How I Build Production AI Agent Platforms on GCP — Google ADK, Vertex Agent Engine & Vertex AI
The prototype-to-production gap in AI agents is wider than most CTOs expect. I’ve seen teams spin up a Gemini-powered chatbot in an afternoon and assume that production is six weeks away. Then reality hits: How do you secure agent-to-API access without static keys? How do you observe what a multi-agent system is actually doing? How do you deploy agent updates without breaking running sessions? How do you make the whole thing reproducible across environments? These are platform engineering problems, not AI problems — and they’re the ones nobody talks about in the demos.
This post is my architectural playbook for building AI agent platforms on GCP using Google ADK, Vertex Agent Engine, and Vertex AI. It’s written for CTOs and platform engineers who are past the prototype stage and need to understand what production actually looks like.
The Stack I Use — And Why
Before getting into architecture decisions, it’s worth being clear about what each layer of the stack does and why I’ve settled on this combination.

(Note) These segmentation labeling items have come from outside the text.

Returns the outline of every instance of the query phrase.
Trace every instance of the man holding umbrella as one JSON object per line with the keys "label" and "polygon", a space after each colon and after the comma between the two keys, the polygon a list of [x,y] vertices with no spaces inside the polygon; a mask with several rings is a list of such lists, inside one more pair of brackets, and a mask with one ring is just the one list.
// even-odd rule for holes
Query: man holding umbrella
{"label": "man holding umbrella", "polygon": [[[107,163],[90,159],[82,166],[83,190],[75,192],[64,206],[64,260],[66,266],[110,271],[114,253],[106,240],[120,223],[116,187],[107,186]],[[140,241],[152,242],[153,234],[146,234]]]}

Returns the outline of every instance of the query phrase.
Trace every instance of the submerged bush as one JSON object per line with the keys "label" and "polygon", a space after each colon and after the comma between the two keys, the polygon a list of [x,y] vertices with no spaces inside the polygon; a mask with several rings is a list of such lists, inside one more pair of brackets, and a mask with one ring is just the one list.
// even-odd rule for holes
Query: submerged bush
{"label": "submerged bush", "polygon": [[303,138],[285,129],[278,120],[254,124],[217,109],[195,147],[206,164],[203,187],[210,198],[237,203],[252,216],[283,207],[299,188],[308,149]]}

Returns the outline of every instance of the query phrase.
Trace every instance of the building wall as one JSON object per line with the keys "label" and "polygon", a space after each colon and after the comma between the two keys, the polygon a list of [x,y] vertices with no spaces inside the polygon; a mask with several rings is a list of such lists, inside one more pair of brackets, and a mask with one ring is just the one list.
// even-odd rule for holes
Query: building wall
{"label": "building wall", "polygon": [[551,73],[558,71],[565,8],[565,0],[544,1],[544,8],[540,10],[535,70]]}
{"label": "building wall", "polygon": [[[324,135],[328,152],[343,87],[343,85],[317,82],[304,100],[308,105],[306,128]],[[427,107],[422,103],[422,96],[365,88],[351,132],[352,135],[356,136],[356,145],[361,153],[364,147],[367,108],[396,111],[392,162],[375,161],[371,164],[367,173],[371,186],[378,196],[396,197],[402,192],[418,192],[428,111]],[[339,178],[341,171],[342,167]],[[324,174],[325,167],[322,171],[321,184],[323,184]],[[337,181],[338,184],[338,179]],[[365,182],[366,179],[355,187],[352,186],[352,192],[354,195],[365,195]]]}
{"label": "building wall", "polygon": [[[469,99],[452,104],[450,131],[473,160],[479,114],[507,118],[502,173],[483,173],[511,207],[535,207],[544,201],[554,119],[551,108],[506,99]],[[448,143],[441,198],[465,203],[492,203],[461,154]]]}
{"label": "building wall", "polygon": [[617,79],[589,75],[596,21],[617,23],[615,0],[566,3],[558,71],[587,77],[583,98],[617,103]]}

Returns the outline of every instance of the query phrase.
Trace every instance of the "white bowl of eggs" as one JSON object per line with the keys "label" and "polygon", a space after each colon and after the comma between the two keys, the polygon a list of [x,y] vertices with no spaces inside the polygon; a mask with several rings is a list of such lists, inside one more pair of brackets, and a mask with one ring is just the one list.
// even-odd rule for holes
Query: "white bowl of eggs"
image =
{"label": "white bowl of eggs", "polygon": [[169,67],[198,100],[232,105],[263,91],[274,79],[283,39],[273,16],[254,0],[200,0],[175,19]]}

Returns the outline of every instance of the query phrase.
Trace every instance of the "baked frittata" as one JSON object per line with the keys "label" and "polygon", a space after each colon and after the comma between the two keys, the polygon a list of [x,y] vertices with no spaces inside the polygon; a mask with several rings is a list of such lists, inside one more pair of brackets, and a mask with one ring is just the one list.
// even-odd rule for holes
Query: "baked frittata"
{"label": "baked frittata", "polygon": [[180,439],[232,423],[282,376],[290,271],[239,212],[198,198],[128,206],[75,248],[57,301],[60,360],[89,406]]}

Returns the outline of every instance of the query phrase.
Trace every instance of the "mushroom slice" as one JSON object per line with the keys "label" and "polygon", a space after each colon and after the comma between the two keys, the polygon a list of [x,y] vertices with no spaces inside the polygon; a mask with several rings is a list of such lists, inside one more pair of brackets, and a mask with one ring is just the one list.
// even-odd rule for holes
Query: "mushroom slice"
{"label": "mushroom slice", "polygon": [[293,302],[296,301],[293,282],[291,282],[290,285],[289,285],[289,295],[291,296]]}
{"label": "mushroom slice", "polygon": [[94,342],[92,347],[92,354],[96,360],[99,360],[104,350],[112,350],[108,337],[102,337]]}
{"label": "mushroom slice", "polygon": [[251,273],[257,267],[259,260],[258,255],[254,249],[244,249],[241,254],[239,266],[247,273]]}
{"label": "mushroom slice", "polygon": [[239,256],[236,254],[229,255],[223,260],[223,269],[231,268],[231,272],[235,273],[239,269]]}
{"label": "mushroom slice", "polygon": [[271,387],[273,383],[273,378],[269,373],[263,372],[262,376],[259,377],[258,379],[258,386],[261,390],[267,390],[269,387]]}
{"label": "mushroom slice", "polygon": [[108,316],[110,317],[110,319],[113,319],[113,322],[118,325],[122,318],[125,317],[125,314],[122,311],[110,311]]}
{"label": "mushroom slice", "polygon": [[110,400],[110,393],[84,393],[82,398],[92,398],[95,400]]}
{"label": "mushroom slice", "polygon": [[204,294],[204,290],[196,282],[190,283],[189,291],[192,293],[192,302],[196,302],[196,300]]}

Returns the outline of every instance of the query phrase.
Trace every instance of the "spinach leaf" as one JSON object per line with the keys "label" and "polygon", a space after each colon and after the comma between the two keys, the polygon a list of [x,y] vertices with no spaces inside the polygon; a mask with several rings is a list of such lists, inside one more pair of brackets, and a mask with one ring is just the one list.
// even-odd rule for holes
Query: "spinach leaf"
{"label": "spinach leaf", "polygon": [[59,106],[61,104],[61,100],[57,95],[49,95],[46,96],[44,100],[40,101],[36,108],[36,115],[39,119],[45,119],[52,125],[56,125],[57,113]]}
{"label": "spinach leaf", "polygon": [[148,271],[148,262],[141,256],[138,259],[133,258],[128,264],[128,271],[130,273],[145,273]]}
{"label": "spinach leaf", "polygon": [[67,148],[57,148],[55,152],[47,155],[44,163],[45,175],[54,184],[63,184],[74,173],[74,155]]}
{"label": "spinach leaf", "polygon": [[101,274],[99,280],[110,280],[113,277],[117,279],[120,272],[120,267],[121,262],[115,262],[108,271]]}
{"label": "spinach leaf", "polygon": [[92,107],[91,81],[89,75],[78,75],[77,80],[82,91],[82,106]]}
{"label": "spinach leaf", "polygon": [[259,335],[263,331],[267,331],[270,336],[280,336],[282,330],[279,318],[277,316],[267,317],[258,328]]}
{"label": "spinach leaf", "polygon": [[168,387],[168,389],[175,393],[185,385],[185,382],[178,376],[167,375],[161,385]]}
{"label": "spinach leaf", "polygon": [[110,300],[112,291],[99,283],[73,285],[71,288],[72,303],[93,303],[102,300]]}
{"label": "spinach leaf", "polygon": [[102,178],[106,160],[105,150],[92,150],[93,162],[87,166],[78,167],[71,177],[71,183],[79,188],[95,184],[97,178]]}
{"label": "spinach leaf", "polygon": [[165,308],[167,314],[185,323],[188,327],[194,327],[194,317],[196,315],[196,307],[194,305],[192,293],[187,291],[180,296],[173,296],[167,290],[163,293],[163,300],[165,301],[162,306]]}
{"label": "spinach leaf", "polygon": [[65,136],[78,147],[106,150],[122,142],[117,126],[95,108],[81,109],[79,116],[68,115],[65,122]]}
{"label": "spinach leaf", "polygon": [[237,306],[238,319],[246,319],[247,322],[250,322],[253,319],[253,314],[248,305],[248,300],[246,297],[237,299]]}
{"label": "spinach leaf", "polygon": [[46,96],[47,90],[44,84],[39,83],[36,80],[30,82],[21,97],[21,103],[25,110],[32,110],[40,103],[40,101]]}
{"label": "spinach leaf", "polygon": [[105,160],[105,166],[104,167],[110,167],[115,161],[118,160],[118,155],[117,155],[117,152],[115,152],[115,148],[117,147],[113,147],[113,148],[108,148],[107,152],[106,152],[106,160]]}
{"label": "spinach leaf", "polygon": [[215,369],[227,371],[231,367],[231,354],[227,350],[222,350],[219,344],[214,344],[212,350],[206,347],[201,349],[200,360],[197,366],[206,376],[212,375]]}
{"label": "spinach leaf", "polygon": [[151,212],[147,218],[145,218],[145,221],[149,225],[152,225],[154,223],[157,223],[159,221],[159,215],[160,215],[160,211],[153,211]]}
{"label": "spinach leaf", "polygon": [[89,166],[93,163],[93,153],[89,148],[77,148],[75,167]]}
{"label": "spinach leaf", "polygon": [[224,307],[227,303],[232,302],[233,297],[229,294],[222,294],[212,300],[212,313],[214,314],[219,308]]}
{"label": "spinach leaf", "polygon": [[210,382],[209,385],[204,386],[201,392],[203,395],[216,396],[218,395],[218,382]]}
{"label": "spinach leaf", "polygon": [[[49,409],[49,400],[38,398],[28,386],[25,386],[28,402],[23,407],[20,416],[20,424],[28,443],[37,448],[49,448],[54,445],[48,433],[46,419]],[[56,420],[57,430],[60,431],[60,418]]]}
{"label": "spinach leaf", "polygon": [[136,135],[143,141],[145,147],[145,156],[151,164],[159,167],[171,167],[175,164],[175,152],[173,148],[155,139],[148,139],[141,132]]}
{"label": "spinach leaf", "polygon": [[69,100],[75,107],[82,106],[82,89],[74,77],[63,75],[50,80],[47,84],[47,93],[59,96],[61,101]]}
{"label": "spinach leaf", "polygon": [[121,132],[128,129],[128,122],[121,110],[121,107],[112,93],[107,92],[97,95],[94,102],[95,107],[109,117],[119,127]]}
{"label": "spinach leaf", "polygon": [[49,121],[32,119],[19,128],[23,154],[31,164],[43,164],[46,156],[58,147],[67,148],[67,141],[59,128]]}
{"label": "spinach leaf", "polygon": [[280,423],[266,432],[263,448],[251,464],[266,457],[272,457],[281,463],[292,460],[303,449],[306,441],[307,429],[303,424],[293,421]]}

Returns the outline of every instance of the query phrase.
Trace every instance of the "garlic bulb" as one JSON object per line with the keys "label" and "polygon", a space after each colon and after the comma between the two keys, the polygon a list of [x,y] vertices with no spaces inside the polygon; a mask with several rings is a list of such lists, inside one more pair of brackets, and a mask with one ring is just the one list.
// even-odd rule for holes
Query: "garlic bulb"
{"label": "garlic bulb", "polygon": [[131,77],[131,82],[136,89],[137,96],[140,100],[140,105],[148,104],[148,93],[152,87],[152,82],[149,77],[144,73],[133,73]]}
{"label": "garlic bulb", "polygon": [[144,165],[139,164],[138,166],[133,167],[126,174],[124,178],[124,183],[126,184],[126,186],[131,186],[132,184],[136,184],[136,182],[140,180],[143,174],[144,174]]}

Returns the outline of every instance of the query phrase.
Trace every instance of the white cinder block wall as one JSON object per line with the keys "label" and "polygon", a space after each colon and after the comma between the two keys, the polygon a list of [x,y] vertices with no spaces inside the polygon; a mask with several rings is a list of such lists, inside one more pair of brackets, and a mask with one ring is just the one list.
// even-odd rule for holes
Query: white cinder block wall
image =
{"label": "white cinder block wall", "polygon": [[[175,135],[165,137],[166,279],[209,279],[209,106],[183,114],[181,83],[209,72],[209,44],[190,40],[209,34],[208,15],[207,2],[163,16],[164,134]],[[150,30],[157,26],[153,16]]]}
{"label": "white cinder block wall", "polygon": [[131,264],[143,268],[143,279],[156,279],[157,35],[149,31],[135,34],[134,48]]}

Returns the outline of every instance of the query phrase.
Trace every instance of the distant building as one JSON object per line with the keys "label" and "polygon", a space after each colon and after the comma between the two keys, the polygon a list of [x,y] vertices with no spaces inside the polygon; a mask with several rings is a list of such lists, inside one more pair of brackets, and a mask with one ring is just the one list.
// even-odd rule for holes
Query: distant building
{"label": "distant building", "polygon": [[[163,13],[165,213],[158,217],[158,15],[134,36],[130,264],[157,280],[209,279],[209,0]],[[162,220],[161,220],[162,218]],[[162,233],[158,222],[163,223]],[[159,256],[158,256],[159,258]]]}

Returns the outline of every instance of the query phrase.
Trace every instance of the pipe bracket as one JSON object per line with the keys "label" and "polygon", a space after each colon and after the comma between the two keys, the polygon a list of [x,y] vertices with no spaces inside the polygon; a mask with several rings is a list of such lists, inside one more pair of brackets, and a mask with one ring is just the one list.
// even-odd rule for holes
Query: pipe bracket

Google Agent Development Kit (ADK) is Google’s open-source Python framework for building multi-agent systems. It gives you a structured way to define agent behaviour, tool use, memory, and inter-agent communication — and it’s designed to deploy natively to Vertex Agent Engine. The key thing ADK gives you that a raw LLM API call doesn’t is a composable agent model: you can build a coordinator agent that delegates to specialised sub-agents, each with its own tool set and scope.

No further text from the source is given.